As they grew, they continued to perform for the camera, but less energetically. More often, they seemed content to lie around and doze.
The camera records no sound. So we have only our memories of what we heard one night. At first, as I groggily focused on what woke me, I blamed the neighbors’ teenagers for what sounded like voices and laughing. The clock read 3 a.m., so I wondered when the neighbors had gotten so lax to allow an all-nighter. Then I realized whose voices I heard. In the dark of my room, I stared at the open window, transfixed by the yelps and yips coming up the hill, from our fox family.
The party ended as abruptly as it began. In the final days of spring, with the leaves filled in throughout our woods, the kits became difficult to distinguish from their mother, they’d grown so much so fast. An even bigger change appeared in their demeanor. They looked wary, less carefree. They also must have been away from the burrow more often, as the volume of videos in the second week of June dropped to just a few a day. For hours on end, the camera’s motion detector detected no movement around the shed.

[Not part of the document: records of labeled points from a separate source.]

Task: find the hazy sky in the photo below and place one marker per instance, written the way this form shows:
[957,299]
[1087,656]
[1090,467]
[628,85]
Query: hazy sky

Their minds had wandered. Then their bodies followed. Not a single new video of the foxes showed up on the camera after the summer equinox. It was if they had a calendar that told them it was time to move on with the official turning of the season. The burrow openings under the shed grew inactive and the stench gradually dissipated. In the woods, two burrows sprang to life with wider, well-used openings.
In the years that followed, our shed hosted a succession of fox families, probably our kits having grown into parents and bringing their own kits into the world at the same place. I learned that this seemingly unlikely maternity ward wasn’t that unusual. Foxes will often give birth and keep their newborns in human spaces, because there they are safer from coyotes and other predators. As soon as they deem the woods safe enough, they move away from us.
I kept videotaping, although the novelty wore off and processing the videos became something of a chore that I often neglected. A few seasons into our roles as the accidental guardians of multiple fox generations, we enjoyed a particularly active year in which we saw — with our own eyes, not just the camera — the kits numerous times; enough that I felt we were truly getting to distinguish one from another.
Early one morning as I approached the road to fetch the newspaper, turkey vultures circled low overhead. Two flapped loudly as they took flight from a nearby tree. I assumed I was about to encounter a dead raccoon, or maybe a deer. Instead, I saw two reddish lumps, one mangled in the center of the road, the other on the shoulder. Two kits, killed together. Grimly I fetched a shovel and buried them, unwilling to let the vultures finish their work on my kits.
If this is the pain we must endure by getting close to these creatures, I thought, then please spare me the closeness from now on. My wish was granted. The next year, the trail camera died. In the years to come, we saw no more signs of activity under the shed, at least during fox-breeding season.
A red fox in the wild might only live a few years. It’s now been eight years since our first encounter, so those kits have long since died, I hope of old age. Thanks to proximity, good timing, technology, and a let-it-be approach to nature, we enjoyed an encounter that wouldn’t be duplicated. That privilege — to witness one brood’s wonder years compressed into a few magical weeks — was enough to last our lifetime.